Chá de Camomila
Como se constrói um hábito?
Meu plano era trocar o café com leite por chá de camomila sem açúcar.
Foi depois da colação de grau em janeiro que eu decidi colocar meu plano de criar hábitos em prática. Minha ideia principal era montar uma rotina ideal que tornasse todos os meus objetivos possíveis de serem realizados até o meio do ano. Pulei de cabeça na convicção de que eu conseguiria trabalhar, ir na academia, estudar coreano, produzir conteúdo e ainda ter uma vida social incrível com as minhas amigas se conseguisse seguir a rotina.
Eu tinha certeza que a culpa da minha desorganização era a falta do tempo que a faculdade roubava e que, agora formada, eu conseguiria ter aquela vida tranquila da amiga da protagonista de drama, sabe? Aquela personagem que tem tudo no lugar e por isso só aparece pra dar apoio e conselho pra garota principal que corre atrás do boy?

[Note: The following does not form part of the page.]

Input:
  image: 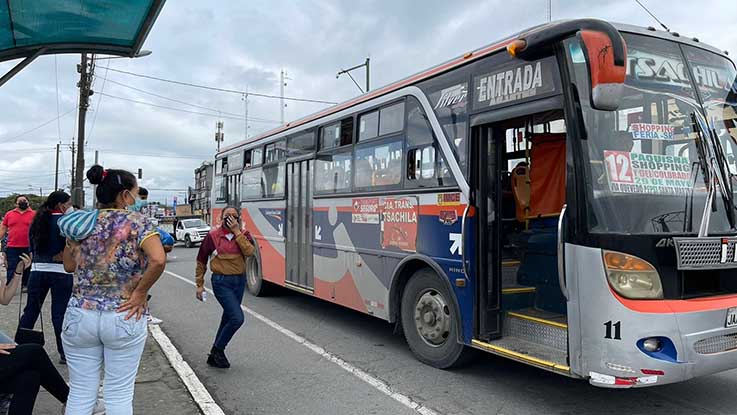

Bom, pra seguir essa rotina eu comecei a analisar meus compromissos semanalmente. Anotava os eventos fixos (trabalho e projetos) e eventos variáveis (academia e o estudo de coreano, por exemplo) e colocava organizado no calendário. Todo domingo eu separava meu tempo livre e encaixava os meus planos.
Por algum motivo, eu tive total convicção que eu conseguiria manter uma rotina diária de exercícios. Cara, eu nunca fiz isso na vida, mas algo me dizia que era uma questão de hábito: “depois de 3 semanas eu vou ter prazer em fazer exercícios e vou até sentir falta de não ir à academia”, pensava.
Nunca em cristo!
Obviamente eu jamais consegui levar isso pra frente. A preguiça tomou conta do meu ser e, dos cinco dias planejados, acabava indo uns dois dias por semana na academia, no máximo.
Com a produção de conteúdo e o estudo de coreano foi a mesma coisa. Alguma voz mística me disse que eu era mais produtiva pela manhã, então eu me forcei a acordar cedo todos os dias, tomar café em exata 1 hora e sentar pra estudar. Isso também nunca foi pra frente e eu estou pagando um curso que ainda nem comecei direito.
Mas calma, porque obviamente tem uma moral da história. Não vou fazer um blog pra vocês lerem meus lamentos vazios.
Comecei a me perguntar o porquê disso: por que criar um hábito não funciona comigo? Eu vivia frustrada, irritada e decepcionada comigo mesma. Pensava que tinha nascido com o menor índice de força de vontade já visto em um ser humano e que, de certa forma, eu não ia conseguir as coisas por preguiça.
Sempre achei que era preguiça.
Mas ideias surgem e questionamentos acontecem. De repente, todo o estudo que eu fiz pra construir meu TCC veio na minha cabeça e me fez pensar: será que o problema é realmente preguiça?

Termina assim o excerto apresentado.